В канун нового года принято строить планы и рассуждать о будущем. WEALTH Navigator решил не остаться в стороне и предлагает заглянуть в будущее вместе с выдающимися учеными, исследователями и интеллектуалами современности.

Открывает нашу подборку лекция Александра Аузана, с которой он выступил в рамках совместной программы проекта «Московское долголетие» и сообщества Noôdome на форуме-­фестивале «Территория будущего. Москва 2030». Один из самых авторитетных российских экономистов, Александр Аузан рассуждает об уже начавшейся конкуренции человека с искусственным интеллектом, новом коллективизме и кризисе идеи прогресса и утверждает, что, хотя искусственный интеллект способен радикально изменить рынок труда и систему образования, нам есть что ему противопоставить. Печатается с сокращениями.

Декан экономического факультета МГУ им. М. В. Ломоносова, заведующий кафедрой прикладной институциональной экономики, научный руководитель Института национальных проектов. Входит в состав Экономического совета при Президенте РФ. Александр Аузан – автор более сотни научных работ, в том числе нескольких монографий. Имеет многолетний практический опыт в консультировании национальных и региональных правительств.

Искусственный интеллект стал особенно стремительно развиваться где-то с 2016 года, когда ему удалось обыграть уже не только чемпиона мира по шахматам, но и чемпиона мира по го, и стало ясно, что ИИ способен самообучаться в игре с неопределенным количеством исходов. Чем это чревато? Самый главный экономический риск состоит в том, что произойдет структурный переворот в занятости.

Известный исследователь, глава Давосского форума Клаус Шваб назвал это четвертой промышленной революцией. По значению это похоже на то, что происходило начиная с XVIII века, с изобретения паровой машины Уатта и промышленного переворота в Ан­­­-
г­лии. Но предыдущие промышленные революции уничтожали неквалифицированный труд и создавали спрос на квалифицированный. А в отношении четвертой промышленной революции есть серьезные опасения, что вытеснен будет квалифицированный средний класс. Финансовые аналитики, юристы, даже психоаналитики – профессии, где многое делается по алгоритму, могут оказаться предметом вытеснения.

Эта проблема не только экономическая, но и политическая, потому что в тех странах, где средний класс является главным избирателем (к нашей стране это не относится), это угроза политического коллапса. Если избиратели массово начнут терять рабочие места, вряд ли они согласятся терпеть те парламенты, партии и правительства, которые ничего не сделали.

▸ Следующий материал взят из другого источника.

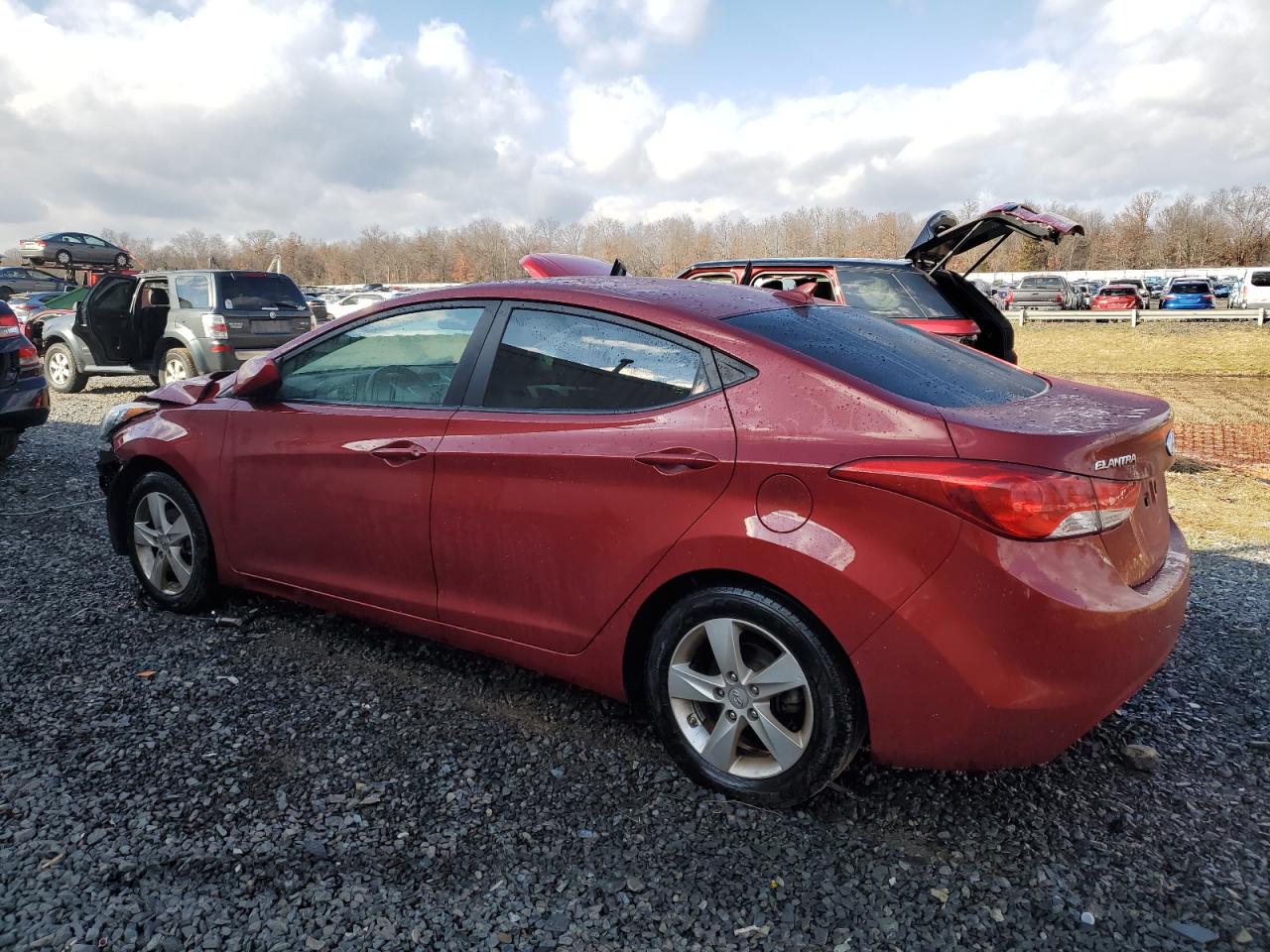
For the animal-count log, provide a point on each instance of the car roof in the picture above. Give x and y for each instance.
(690, 301)
(803, 263)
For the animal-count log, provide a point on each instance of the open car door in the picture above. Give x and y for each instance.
(553, 266)
(943, 238)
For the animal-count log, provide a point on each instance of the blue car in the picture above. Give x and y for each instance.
(1187, 295)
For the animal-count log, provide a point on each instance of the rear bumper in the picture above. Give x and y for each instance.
(1040, 644)
(24, 404)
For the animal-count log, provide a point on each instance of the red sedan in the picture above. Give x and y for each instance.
(784, 527)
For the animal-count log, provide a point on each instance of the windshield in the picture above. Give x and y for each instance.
(892, 293)
(255, 291)
(894, 357)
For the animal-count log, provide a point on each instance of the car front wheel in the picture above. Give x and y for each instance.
(749, 699)
(169, 546)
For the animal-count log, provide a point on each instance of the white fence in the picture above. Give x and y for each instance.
(1135, 316)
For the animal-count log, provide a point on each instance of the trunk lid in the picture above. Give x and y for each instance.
(942, 236)
(1105, 434)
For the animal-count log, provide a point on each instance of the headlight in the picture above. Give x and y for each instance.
(119, 414)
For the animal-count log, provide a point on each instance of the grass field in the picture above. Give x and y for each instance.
(1216, 379)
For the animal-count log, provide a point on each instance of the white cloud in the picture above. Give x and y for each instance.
(444, 46)
(616, 35)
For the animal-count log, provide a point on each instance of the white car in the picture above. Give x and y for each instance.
(357, 301)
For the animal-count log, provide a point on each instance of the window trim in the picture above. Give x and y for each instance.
(479, 382)
(458, 384)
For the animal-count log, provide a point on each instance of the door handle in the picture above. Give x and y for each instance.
(679, 460)
(394, 452)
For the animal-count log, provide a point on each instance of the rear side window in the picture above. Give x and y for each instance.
(556, 361)
(193, 291)
(255, 291)
(892, 293)
(898, 358)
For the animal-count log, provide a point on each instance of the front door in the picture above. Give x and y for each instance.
(330, 477)
(104, 322)
(595, 444)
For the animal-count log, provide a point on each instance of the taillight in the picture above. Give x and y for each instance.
(213, 326)
(1020, 502)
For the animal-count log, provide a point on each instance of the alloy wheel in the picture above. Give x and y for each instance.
(740, 698)
(60, 368)
(164, 543)
(175, 370)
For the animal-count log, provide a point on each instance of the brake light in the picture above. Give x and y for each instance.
(214, 327)
(1020, 502)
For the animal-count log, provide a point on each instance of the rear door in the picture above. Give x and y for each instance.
(593, 444)
(330, 480)
(262, 309)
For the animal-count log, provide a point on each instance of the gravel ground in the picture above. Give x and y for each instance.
(308, 782)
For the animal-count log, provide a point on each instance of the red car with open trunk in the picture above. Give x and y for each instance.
(785, 527)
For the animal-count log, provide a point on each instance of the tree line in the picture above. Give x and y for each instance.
(1227, 227)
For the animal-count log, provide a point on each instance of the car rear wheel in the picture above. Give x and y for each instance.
(64, 373)
(749, 699)
(169, 546)
(177, 365)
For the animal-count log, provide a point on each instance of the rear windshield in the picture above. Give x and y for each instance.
(896, 357)
(892, 293)
(243, 291)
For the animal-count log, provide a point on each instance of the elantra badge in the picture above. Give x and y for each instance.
(1127, 460)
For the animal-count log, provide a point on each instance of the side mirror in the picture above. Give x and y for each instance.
(257, 379)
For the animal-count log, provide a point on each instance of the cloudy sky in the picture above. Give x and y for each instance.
(326, 116)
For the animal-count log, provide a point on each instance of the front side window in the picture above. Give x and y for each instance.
(407, 359)
(193, 291)
(554, 361)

Поиск «лекарств» и «противоядий» в развитых странах начался давно, и возникла идея гарантированного дохода. Не пугайтесь, дамы и господа, даже если будет происходить вытеснение, каждому установят приличную выплату. Экономика не рушится, а, наоборот, технологически развивается, за счет этого вы будете получать, например, 5 тыс. долларов или швейцарских франков в месяц. А если хотите чем-то заниматься, есть же хорошее дело – волонтерство.

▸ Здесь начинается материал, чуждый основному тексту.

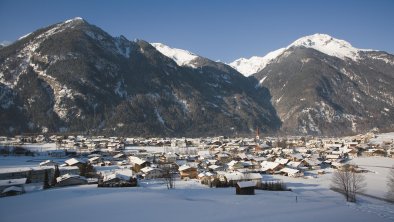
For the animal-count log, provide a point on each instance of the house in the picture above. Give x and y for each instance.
(120, 156)
(74, 162)
(138, 163)
(168, 158)
(294, 165)
(270, 167)
(245, 188)
(282, 161)
(119, 178)
(151, 173)
(234, 177)
(4, 184)
(70, 180)
(95, 160)
(188, 171)
(12, 191)
(48, 163)
(291, 172)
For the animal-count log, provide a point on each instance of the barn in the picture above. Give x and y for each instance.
(245, 188)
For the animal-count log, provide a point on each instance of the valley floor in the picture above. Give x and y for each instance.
(190, 201)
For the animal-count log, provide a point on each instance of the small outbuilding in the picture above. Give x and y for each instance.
(12, 191)
(70, 180)
(245, 188)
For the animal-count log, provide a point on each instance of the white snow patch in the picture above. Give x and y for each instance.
(180, 56)
(159, 118)
(255, 64)
(24, 36)
(262, 80)
(321, 42)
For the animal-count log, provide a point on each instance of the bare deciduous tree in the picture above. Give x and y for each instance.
(390, 184)
(348, 182)
(169, 175)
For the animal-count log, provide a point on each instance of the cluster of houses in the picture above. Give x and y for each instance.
(119, 162)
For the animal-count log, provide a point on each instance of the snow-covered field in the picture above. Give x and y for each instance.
(190, 202)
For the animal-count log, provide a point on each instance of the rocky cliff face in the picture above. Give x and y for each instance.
(74, 77)
(323, 87)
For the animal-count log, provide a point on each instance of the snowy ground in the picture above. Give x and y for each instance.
(190, 202)
(376, 179)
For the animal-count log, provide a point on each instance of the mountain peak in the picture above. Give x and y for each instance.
(180, 56)
(328, 45)
(76, 19)
(321, 42)
(255, 63)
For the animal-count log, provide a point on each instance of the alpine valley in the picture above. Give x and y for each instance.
(75, 77)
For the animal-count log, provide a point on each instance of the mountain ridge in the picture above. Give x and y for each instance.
(73, 76)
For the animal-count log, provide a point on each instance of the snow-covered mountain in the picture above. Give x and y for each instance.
(74, 77)
(322, 85)
(254, 64)
(180, 56)
(320, 42)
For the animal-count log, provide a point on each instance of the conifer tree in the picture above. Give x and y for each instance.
(56, 174)
(46, 180)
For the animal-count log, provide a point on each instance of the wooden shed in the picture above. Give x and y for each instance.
(245, 188)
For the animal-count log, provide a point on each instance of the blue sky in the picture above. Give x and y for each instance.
(216, 29)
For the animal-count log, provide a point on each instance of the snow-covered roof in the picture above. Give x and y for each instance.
(68, 176)
(13, 182)
(245, 184)
(289, 171)
(136, 160)
(123, 174)
(214, 167)
(119, 155)
(94, 158)
(281, 160)
(47, 162)
(149, 169)
(73, 161)
(12, 188)
(268, 165)
(184, 167)
(293, 164)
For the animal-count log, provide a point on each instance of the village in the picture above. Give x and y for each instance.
(214, 162)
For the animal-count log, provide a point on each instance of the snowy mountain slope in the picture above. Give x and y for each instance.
(254, 64)
(320, 42)
(321, 85)
(180, 56)
(75, 77)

Думаю, что это не вариант для большинства стран. С гарантированным доходом – примерно как с пенсией: экономики, которые находятся на низких уровнях производительности валового продукта на душу населения (GDP per capita), не могут обеспечить приличные пенсионные доходы и так же не смогут обеспечить гарантированный уровень дохода.

ИИ меняет не столько структуру рабочих мест, сколько требования к компетенциям людей

Что же делать? Правильно оценить перспективу. Весной 2024 года мы исследовали, что происходит на мировых рынках труда в связи с развитием ИИ, и пришли к утешающему выводу, что вытеснение идет примерно в таких же масштабах, как притягивание. Главным образом меняется не структура рабочих мест, а требования к компетенциям. Там, где работали четыре редактора, теперь требуется три, когда они работают в партнерстве с нейросетями. Возникает новая профессия профинженера, мастера по общению с большими языковыми моделями, работе с нейросетями. Это утешает, но ненадолго. Почему?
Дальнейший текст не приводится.